Complex logic at breakneck speed: Try Julia for data science

We show a comparative performance benchmarking of Julia with an equivalent Python code to show why Julia is great for data science and machine learning.

By Tirthajyoti Sarkar, Adapdix Corp on May 20, 2020 in Benchmark, Data Science, Julia, numpy, Python

comments

NOTE: I am building a Github repo with Julia fundamentals and data science examples. Check it out here.

Introduction

“Walks like Python, runs like C” — this has been said about Julia, a modern programming language, focused on scientific computing, and having an ever-increasing base of followers and developers.

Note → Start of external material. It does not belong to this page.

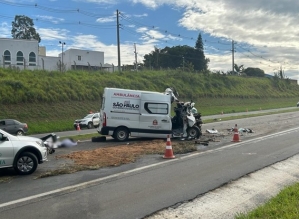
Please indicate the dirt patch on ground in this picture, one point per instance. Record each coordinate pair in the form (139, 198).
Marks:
(116, 155)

Julia, a general-purpose programming language, is made specifically for scientific computing. It is a flexible dynamically-typed language with performance comparable to traditional statically-typed languages.
Julia tries to provide a single environment productive enough for prototyping and efficient for industrial-grade applications. It is a multi-paradigm language encompassing both functional and object-oriented programming components, although the majority of the users like its functional programming aspects.

The inception of this programming language can be traced back to 2009. The lead developers Alan Edelman, Jeff Bezanson, Stefan Karpinski, and Viral Shah started working on creating a language that can be used for better and faster numerical computing. The developers were able to launch a commercial release in February 2012.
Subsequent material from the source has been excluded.